The judge would suppress the pioneers, whilst the Examiner of Plays issued two guinea certificates for the vulgar and vicious plays. For this reason the plan would no doubt be popular; but it would be very much as a relaxation of the administration of the Public Health Acts accompanied by the cheapening of gin would be popular.
THE ARBITRATION PROPOSAL
On the occasion of a recent deputation of playwrights to the Prime Minister it was suggested that if a censorship be inevitable, provision should be made for an appeal from the Lord Chamberlain in cases of refusal of licence. The authors of this suggestion propose that the Lord Chamberlain shall choose one umpire and the author another. The two umpires shall then elect a referee, whose decision shall be final.

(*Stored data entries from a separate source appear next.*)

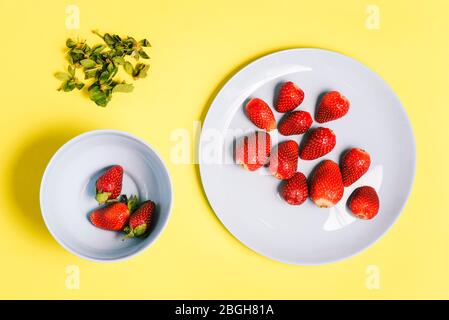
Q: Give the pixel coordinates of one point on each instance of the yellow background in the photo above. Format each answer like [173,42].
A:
[197,46]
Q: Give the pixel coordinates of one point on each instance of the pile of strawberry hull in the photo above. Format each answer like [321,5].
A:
[328,180]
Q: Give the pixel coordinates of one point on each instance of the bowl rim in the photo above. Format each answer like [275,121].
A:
[75,140]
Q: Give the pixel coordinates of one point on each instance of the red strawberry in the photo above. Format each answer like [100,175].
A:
[140,220]
[326,186]
[290,96]
[295,190]
[284,160]
[260,114]
[109,184]
[296,122]
[332,106]
[320,142]
[252,151]
[111,217]
[355,163]
[364,203]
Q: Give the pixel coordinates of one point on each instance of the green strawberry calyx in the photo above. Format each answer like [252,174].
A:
[133,203]
[138,231]
[102,197]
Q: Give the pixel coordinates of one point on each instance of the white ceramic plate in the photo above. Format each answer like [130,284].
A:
[248,203]
[67,193]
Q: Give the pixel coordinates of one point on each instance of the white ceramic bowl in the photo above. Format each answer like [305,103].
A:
[67,194]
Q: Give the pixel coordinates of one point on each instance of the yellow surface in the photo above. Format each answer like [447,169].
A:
[197,45]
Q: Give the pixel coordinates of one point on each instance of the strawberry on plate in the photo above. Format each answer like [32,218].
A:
[295,190]
[252,151]
[109,184]
[112,217]
[364,203]
[326,185]
[296,122]
[290,96]
[260,114]
[320,142]
[332,106]
[284,160]
[140,220]
[354,164]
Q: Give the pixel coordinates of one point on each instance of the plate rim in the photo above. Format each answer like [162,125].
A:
[74,140]
[409,128]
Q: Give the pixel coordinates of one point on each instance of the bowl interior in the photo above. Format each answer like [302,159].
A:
[68,192]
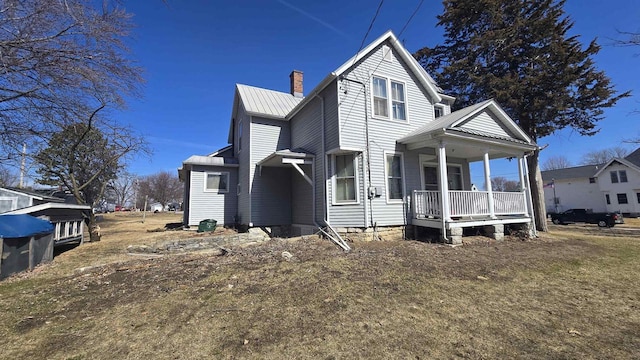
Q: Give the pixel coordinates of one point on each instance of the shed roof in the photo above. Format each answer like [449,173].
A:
[575,172]
[19,226]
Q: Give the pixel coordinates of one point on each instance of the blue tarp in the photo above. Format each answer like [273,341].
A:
[18,226]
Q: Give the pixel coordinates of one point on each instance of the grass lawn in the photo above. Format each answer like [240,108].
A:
[570,294]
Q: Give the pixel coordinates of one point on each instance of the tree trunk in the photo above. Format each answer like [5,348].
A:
[537,191]
[94,228]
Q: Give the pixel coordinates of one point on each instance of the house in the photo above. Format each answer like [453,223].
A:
[373,146]
[67,218]
[610,187]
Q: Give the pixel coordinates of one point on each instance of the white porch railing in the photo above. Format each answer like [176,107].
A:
[468,203]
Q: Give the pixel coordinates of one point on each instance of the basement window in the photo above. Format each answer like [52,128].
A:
[622,199]
[217,182]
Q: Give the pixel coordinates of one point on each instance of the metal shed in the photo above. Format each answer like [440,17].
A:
[25,241]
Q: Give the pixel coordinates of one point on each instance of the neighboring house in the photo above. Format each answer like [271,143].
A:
[156,207]
[610,187]
[373,145]
[67,218]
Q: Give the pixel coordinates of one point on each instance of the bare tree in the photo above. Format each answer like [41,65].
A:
[59,61]
[604,155]
[556,162]
[85,160]
[500,183]
[163,187]
[123,188]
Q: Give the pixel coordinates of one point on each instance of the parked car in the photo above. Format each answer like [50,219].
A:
[586,216]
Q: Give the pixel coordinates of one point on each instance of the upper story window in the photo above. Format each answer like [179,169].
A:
[345,178]
[622,174]
[622,199]
[618,176]
[382,87]
[216,182]
[438,111]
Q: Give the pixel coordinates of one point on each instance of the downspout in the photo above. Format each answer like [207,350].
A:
[529,199]
[369,205]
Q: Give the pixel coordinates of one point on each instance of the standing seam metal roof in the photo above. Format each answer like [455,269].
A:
[270,103]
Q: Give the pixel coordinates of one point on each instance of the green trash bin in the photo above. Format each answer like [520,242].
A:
[207,225]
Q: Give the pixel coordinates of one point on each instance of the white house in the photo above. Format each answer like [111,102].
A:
[373,145]
[611,187]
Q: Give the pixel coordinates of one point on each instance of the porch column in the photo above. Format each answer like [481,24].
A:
[487,180]
[523,183]
[443,181]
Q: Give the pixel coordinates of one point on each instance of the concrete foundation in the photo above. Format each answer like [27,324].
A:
[454,236]
[494,231]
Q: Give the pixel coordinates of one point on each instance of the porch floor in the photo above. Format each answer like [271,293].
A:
[463,222]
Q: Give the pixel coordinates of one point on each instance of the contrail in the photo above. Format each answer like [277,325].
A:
[319,21]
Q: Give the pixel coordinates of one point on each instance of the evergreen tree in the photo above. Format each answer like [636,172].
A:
[520,53]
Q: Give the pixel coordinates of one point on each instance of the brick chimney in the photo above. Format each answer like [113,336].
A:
[296,83]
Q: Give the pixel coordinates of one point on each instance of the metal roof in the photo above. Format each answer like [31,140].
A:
[575,172]
[634,157]
[445,121]
[210,161]
[268,103]
[456,120]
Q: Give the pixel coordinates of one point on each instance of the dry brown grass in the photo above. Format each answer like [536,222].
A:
[568,295]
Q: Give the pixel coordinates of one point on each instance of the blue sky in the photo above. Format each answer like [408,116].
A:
[195,51]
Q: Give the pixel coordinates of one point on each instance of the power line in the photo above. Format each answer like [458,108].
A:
[411,18]
[375,16]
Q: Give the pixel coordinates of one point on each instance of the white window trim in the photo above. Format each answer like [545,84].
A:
[389,99]
[334,183]
[386,177]
[206,175]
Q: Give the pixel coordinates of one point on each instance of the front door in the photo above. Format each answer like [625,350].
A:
[430,177]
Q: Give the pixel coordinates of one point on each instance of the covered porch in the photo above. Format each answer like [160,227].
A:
[479,133]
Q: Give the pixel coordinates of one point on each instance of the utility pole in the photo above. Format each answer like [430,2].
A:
[555,198]
[135,195]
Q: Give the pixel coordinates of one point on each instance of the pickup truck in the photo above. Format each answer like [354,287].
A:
[582,215]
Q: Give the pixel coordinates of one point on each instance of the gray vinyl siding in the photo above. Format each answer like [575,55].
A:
[271,187]
[382,135]
[349,215]
[332,127]
[302,197]
[244,161]
[487,123]
[306,136]
[187,197]
[219,206]
[7,197]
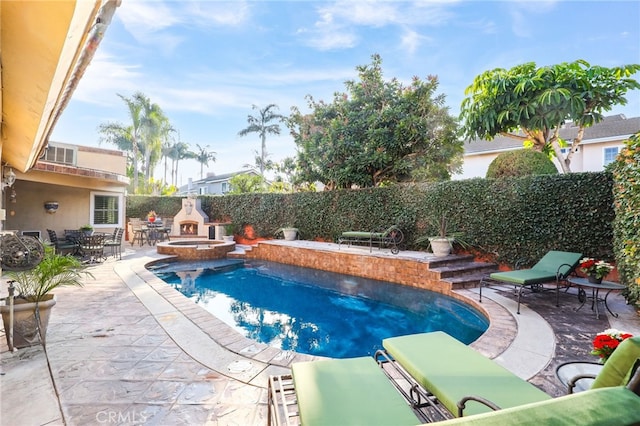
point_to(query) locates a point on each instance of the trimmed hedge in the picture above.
(626, 172)
(521, 162)
(506, 219)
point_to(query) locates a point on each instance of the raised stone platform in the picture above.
(196, 249)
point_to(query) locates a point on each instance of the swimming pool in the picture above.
(317, 312)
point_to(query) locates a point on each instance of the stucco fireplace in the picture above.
(191, 220)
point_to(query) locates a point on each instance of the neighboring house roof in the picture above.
(612, 126)
(224, 177)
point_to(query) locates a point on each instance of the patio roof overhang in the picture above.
(45, 46)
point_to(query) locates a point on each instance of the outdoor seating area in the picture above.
(450, 383)
(555, 266)
(89, 247)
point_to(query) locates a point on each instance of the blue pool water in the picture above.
(317, 312)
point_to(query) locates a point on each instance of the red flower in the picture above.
(606, 342)
(588, 264)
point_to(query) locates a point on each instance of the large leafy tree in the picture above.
(203, 156)
(531, 104)
(263, 125)
(378, 131)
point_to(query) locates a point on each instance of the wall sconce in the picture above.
(8, 179)
(51, 206)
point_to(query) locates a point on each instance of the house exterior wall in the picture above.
(28, 212)
(588, 158)
(101, 159)
(96, 172)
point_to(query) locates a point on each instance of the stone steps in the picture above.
(462, 271)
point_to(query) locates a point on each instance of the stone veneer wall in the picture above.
(396, 269)
(199, 250)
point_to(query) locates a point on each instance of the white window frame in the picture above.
(120, 212)
(53, 147)
(618, 148)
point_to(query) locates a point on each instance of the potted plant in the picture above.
(289, 233)
(442, 242)
(87, 229)
(33, 300)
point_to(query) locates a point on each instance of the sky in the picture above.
(205, 63)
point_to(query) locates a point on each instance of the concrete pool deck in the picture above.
(127, 349)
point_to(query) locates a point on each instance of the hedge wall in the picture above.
(626, 171)
(506, 219)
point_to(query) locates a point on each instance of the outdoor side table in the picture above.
(583, 283)
(578, 376)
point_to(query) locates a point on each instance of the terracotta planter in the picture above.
(290, 234)
(441, 246)
(25, 332)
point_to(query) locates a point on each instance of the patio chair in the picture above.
(391, 237)
(622, 363)
(92, 248)
(450, 378)
(62, 246)
(115, 242)
(555, 266)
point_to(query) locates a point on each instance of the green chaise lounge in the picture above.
(356, 391)
(555, 266)
(392, 237)
(613, 406)
(344, 392)
(442, 367)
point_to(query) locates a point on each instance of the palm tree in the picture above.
(203, 156)
(179, 151)
(148, 127)
(261, 126)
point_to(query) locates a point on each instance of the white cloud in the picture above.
(151, 22)
(105, 77)
(411, 41)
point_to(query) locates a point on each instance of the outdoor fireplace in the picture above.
(189, 228)
(191, 220)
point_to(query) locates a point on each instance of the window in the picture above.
(60, 154)
(609, 154)
(106, 209)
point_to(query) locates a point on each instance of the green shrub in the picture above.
(504, 219)
(626, 173)
(521, 162)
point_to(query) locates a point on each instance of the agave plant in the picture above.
(52, 272)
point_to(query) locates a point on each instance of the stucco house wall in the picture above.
(590, 156)
(96, 173)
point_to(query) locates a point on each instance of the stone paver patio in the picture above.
(127, 349)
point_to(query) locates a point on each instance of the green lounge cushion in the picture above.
(613, 406)
(543, 271)
(352, 391)
(616, 371)
(451, 370)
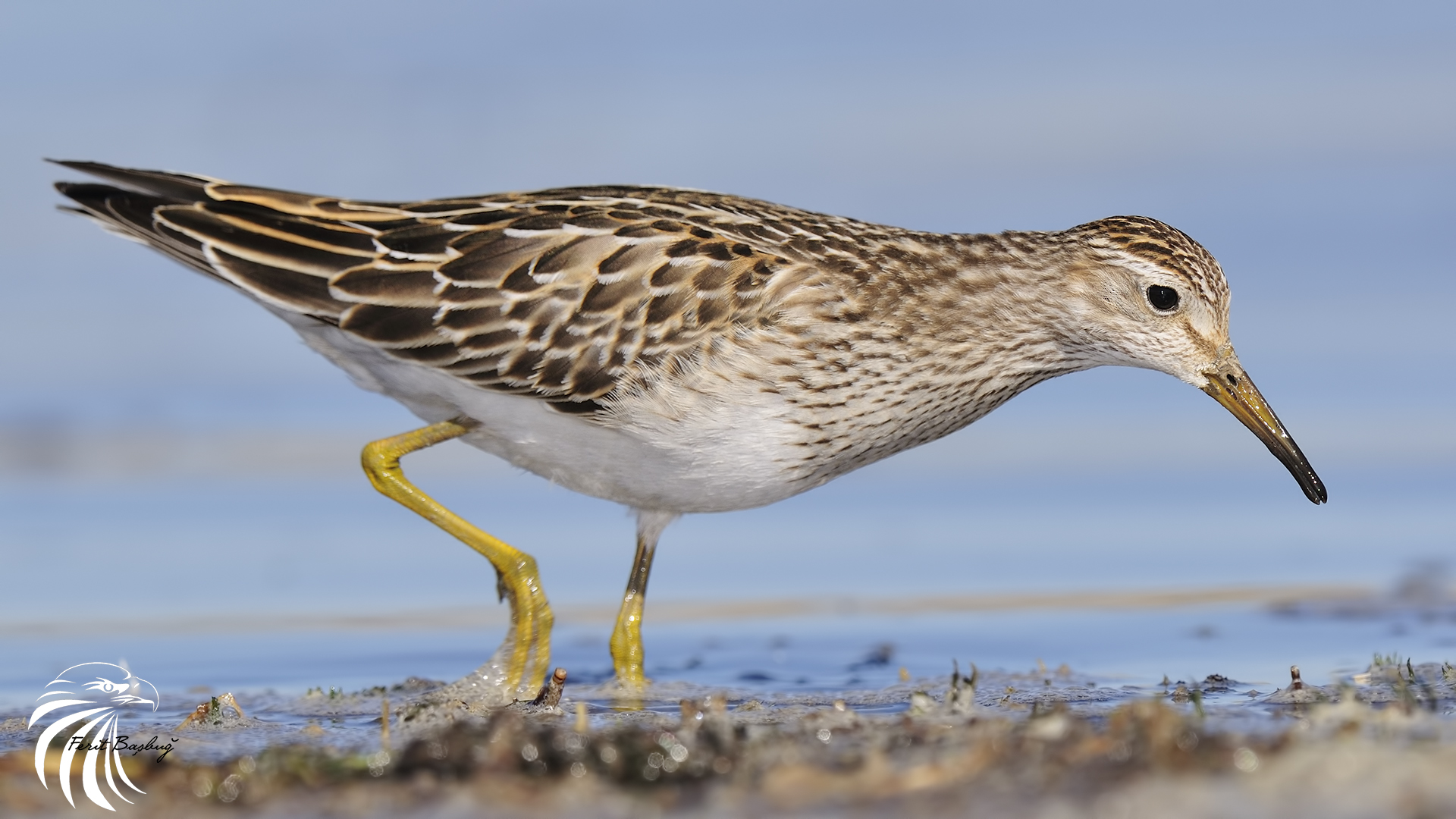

This proposal is not likely to be entertained by constitutional lawyers. It is a naive offer to accept the method of arbitration in what is essentially a matter, not between one private individual or body and another, but between a public offender and the State. It will presumably be ruled out as a proposal to refer a case of manslaughter to arbitration would be ruled out. But even if it were constitutionally sound, it bears all the marks of that practical inexperience which leads men to believe that arbitration either costs nothing or is at least cheaper than law. Who is to pay for the time of the three arbitrators, presumably men of high professional standing? The author may not be able: the manager may not be willing: neither of them should be called upon to pay for a public service otherwise than by their contributions to the revenue. Clearly the State should pay. But even so, the difficulties are only beginning. A licence is seldom refused except on grounds which are controversial.